Visualizing Nanoscale Lubricant Layer Under Blood Flow

Abstract

Tethered-liquid perfluorocarbons (TLP) are a class of liquid-infused surfaces with the ability to reduce blood clot formation (thrombosis) on blood-contacting medical devices. TLP comprise a tethered perfluorocarbon (TP) infused with a liquid perfluorocarbon (LP); this LP must be retained to maintain the anti-thrombotic properties of the layer. However, the stability of the LP layer remains in question, particularly for medical devices under blood flow. In this study, the lubricant thickness is spatially mapped and quantified in situ through confocal dualwavelength reflection interference contrast microscopy (DW-RICM).
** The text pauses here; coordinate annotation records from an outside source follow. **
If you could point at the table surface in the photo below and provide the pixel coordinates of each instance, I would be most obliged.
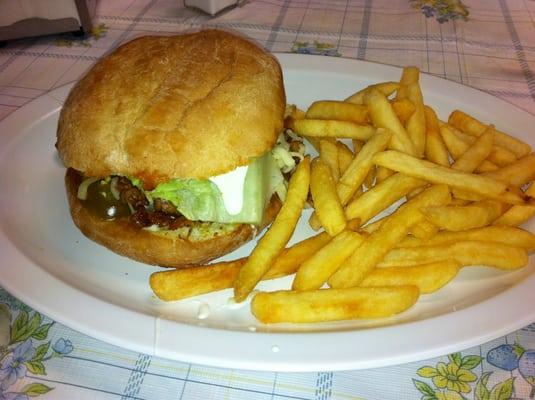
(487, 44)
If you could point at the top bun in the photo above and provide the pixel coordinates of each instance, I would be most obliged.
(158, 108)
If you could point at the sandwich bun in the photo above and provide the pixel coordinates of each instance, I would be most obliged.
(159, 108)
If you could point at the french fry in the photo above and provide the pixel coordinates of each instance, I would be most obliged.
(275, 239)
(415, 125)
(438, 174)
(315, 271)
(177, 284)
(409, 75)
(518, 173)
(326, 202)
(403, 108)
(516, 215)
(477, 153)
(492, 254)
(329, 154)
(498, 155)
(457, 147)
(386, 88)
(472, 126)
(332, 128)
(427, 277)
(332, 304)
(424, 230)
(382, 174)
(356, 172)
(435, 149)
(391, 231)
(381, 196)
(290, 259)
(383, 116)
(345, 156)
(292, 113)
(357, 145)
(338, 110)
(460, 218)
(511, 236)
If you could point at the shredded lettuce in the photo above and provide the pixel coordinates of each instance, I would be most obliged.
(201, 199)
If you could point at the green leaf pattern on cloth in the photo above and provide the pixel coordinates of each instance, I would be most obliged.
(24, 350)
(462, 377)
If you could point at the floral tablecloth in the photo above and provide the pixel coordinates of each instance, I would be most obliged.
(487, 44)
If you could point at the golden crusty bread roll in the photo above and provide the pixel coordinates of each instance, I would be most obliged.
(160, 108)
(146, 108)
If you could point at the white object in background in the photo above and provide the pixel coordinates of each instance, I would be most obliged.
(13, 11)
(211, 7)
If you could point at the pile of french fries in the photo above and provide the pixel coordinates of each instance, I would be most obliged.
(461, 187)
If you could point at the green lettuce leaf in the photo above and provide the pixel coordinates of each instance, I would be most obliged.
(201, 199)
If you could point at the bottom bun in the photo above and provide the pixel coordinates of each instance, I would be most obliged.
(166, 248)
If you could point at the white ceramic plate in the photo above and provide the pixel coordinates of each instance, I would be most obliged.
(48, 264)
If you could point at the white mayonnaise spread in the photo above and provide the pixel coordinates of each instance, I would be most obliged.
(231, 187)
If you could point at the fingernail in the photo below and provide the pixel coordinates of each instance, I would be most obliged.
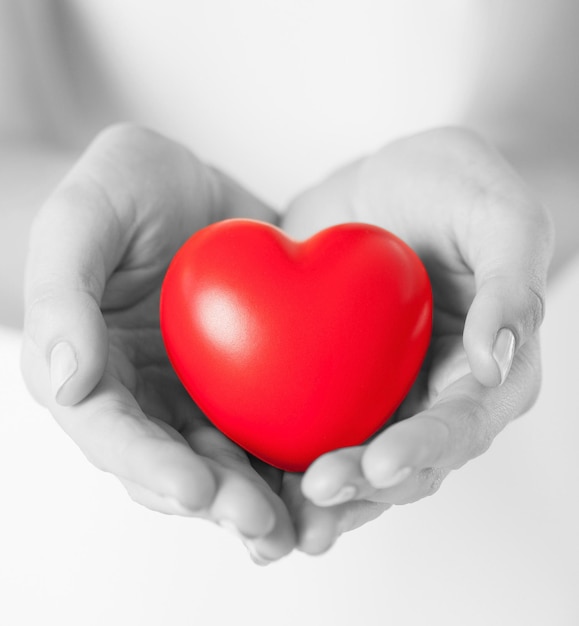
(504, 351)
(345, 494)
(63, 365)
(394, 479)
(178, 507)
(231, 528)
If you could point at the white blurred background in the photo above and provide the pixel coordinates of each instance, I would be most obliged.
(497, 545)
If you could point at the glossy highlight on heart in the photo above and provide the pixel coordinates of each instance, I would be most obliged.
(293, 349)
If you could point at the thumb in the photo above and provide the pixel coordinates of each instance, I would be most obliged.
(510, 249)
(65, 346)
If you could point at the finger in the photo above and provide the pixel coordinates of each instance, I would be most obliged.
(335, 477)
(104, 239)
(320, 527)
(244, 503)
(508, 243)
(75, 243)
(316, 527)
(460, 425)
(114, 434)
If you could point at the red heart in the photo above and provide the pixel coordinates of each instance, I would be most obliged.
(293, 349)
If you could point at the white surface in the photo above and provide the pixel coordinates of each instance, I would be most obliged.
(280, 93)
(497, 545)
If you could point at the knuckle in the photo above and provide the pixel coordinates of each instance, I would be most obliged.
(431, 480)
(536, 307)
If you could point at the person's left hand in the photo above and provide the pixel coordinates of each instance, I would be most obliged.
(486, 246)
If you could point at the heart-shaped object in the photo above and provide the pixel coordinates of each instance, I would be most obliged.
(293, 349)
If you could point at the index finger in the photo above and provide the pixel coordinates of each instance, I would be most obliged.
(460, 426)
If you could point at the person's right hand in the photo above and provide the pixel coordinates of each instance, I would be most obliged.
(93, 352)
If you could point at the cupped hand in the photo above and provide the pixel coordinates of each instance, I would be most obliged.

TLP coatings prepared on glass substrates are exposed to the flow of 37% glycerol/water mixtures (v/v) or whole blood at a shear strain rate of around 2900 s-1 to mimic physiological conditions (similar to flow conditions found in coronary arteries). Excess lubricant (>2 μm film thickness) is removed upon commencement of flow. For untreated glass, the lubricant is completely depleted after 1 minute of shear flow. However, on optimized TLP surfaces, nanoscale films of lubricant (thickness between 100 nm – 2 μm) are retained over many tens of minutes of flow. The nanoscale films conform to the underlying structure of the TP layer and are sufficient to prevent the adhesion of red blood cells and platelets.